Ischemic Heart Disease and Acute Chest Pain - Cases
Sohaib Ahmad Basharat, MD
Fellow in training
Loma Linda University Medical Center, California, United States
Sohaib Ahmad Basharat, MD
Fellow in training
Loma Linda University Medical Center, California, United States
Joseph Chung, MD
Fellow in training
Loma Linda University Medical Center, California, United States
Anas Alani
Attending Physician
Loma Linda University Medical Center, United States
Dmitry Abramov, MD
Attending Physician
Loma Linda University Medical Center, United States
Pooja Swamy, MD
Cardiologist
Loma Linda University Medical Center, United States
Shannon Kirk, MD
Attending Physician
Loma Linda University Medical Center, United States
Ramesh Bansal
Attending Physician
Loma Linda University Medical Center, United States
Purvi Parwani, MD
Assistant Professor of Medicine
Loma Linda University Medical Center
Redlands, California, United States
A 70-year-old male with history of hypertension and diabetes mellitus presented to outside hospital with chest pain and dyspnea for two weeks. Patient was hemodynamically stable. On examination, he had audible S1 and S2 without any murmurs. Bilateral 1+ pedal edema was noted. Rest of the examination was benign. EKG showed sinus rhythm with no ischemic changes. Laboratory data showed an elevated troponin hs of 180 ng/L consistent with NSTEMI. A coronary angiogram showed triple vessel disease with 95% stenosis of proximal LAD, 90% stenosis of distal RCA, and CTO of the mid circumflex artery. A transthoracic echocardiogram showed EF 45-50%, hypokinesis of the inferior, inferolateral walls, and an echolucent pouch in the inferolateral wall concerning for pseudoaneurysm. Cardiac CT was done for further evaluation (Image 2). Patient was transferred to our hospital for potential need for cardiac surgery with CABG and pseudo-aneurysm repair.

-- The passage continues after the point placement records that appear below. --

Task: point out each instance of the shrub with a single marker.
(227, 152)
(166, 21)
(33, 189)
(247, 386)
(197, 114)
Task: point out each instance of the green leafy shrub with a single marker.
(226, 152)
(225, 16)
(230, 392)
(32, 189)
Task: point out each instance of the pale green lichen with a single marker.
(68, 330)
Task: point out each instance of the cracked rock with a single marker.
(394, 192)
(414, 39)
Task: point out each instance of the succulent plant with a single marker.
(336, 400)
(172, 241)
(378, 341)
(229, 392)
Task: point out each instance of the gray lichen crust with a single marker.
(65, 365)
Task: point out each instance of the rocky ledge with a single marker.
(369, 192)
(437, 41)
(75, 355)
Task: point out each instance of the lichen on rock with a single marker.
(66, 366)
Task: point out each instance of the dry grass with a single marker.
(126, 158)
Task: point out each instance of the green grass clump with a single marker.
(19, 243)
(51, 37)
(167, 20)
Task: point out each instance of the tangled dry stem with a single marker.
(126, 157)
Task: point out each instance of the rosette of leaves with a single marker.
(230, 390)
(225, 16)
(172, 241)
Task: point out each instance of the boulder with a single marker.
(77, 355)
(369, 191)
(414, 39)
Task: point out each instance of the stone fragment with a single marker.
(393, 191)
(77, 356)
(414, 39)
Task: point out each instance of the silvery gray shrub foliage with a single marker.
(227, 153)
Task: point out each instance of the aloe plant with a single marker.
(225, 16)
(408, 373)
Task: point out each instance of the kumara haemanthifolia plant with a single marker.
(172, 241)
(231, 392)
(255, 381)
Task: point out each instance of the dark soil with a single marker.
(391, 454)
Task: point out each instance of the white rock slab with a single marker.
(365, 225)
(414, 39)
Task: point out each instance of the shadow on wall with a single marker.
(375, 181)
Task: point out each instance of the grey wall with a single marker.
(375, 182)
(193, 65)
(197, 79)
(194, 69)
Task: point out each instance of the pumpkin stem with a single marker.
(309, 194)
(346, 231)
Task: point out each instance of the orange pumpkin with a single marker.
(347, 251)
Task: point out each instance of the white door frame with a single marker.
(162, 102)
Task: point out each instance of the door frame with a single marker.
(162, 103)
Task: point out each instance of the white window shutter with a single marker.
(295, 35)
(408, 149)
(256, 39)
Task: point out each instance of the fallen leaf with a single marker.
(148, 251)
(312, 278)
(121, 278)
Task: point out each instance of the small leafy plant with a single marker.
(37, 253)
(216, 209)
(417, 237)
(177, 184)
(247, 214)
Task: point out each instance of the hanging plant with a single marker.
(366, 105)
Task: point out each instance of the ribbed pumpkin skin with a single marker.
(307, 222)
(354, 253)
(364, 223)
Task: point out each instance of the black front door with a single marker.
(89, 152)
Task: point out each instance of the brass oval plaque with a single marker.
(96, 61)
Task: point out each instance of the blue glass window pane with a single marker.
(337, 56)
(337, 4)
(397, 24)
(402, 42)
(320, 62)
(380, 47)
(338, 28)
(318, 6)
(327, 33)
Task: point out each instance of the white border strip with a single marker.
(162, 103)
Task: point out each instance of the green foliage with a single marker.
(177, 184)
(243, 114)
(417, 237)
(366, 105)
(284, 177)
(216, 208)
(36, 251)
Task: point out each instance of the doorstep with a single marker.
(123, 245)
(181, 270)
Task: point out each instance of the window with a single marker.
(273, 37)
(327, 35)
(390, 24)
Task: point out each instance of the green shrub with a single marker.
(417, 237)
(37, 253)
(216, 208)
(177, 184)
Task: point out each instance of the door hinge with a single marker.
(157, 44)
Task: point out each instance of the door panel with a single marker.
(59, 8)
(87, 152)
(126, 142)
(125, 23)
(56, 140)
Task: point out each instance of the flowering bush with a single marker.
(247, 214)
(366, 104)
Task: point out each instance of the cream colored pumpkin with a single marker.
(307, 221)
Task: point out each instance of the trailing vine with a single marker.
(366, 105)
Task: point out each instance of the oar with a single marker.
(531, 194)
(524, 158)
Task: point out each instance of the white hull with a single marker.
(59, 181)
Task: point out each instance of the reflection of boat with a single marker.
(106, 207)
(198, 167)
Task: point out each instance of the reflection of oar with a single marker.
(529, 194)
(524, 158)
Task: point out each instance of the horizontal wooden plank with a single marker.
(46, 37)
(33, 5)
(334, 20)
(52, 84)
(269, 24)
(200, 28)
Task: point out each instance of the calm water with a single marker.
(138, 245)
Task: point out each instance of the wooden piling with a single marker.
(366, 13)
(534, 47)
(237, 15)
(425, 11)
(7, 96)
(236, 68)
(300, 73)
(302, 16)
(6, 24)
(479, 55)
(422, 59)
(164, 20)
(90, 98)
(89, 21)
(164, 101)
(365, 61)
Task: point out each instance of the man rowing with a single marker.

Diagnostic Techniques and Their Most Important Findings:
Repeat echocardiogram at our center showed the outpouching in question in basal inferolateral wall (12mm wide at the mouth and 15mm deep, see Image 1), During systole, however, some collapse of the outpouching was noted raising concern for a diverticulum as opposed to a pseudoaneurysm. There was moderate hypokinesis of basal to mid inferior wall and mild hypokinesis of mid inferolateral wall. CMR was performed for further evaluation and showed a small outpouching in the basal inferolateral wall with normal contraction of the surrounding myocardium. There was hypokinesis of the mid inferolateral wall but no hypokinesis or LGE of basal inferolateral wall. There was LGE in the inferior wall confirming an inferior infarct. CMR again showed some collapse of the cavity with systole. These findings were consistent with a diverticulum, as opposed to a pseudoaneurysm (Image 3).
Learning Points from this Case:
Differentiating benign LV outpouchings (e.g., diverticulum or crypt) from pathological (e.g. aneurysm or pseudoaneurysm) can be challenging. Accurate diagnosis is critical for appropriate management. LV diverticula are congenital cardiac malformations that show full wall thickness, compression during systole, and no LGE on CMR. Aneurysms are usually seen in infarcted myocardium, are wide-mouthed, show full wall thickness, and will have LGE on CMR. Pseudoaneurysms are also sequelae of myocardial infarction, show only pericardial lining, are narrow-mouthed, and will show LGE in the surrounding myocardium on CMR. In our case, small cavity size, full wall thickness, and partial systolic collapse confirmed the diagnosis of LV diverticulum.
Late presentation of acute myocardial infarction with multivessel CAD and presence of pseudoaneurysm, as was initially suspected in our case, would necessitate surgical repair. Benign diverticulum, on the other hand, does not require surgical repair and as such CABG and PCI can both be viable options for revascularization. After Heart team discussion, the patient was deemed a suitable candidate for PCI.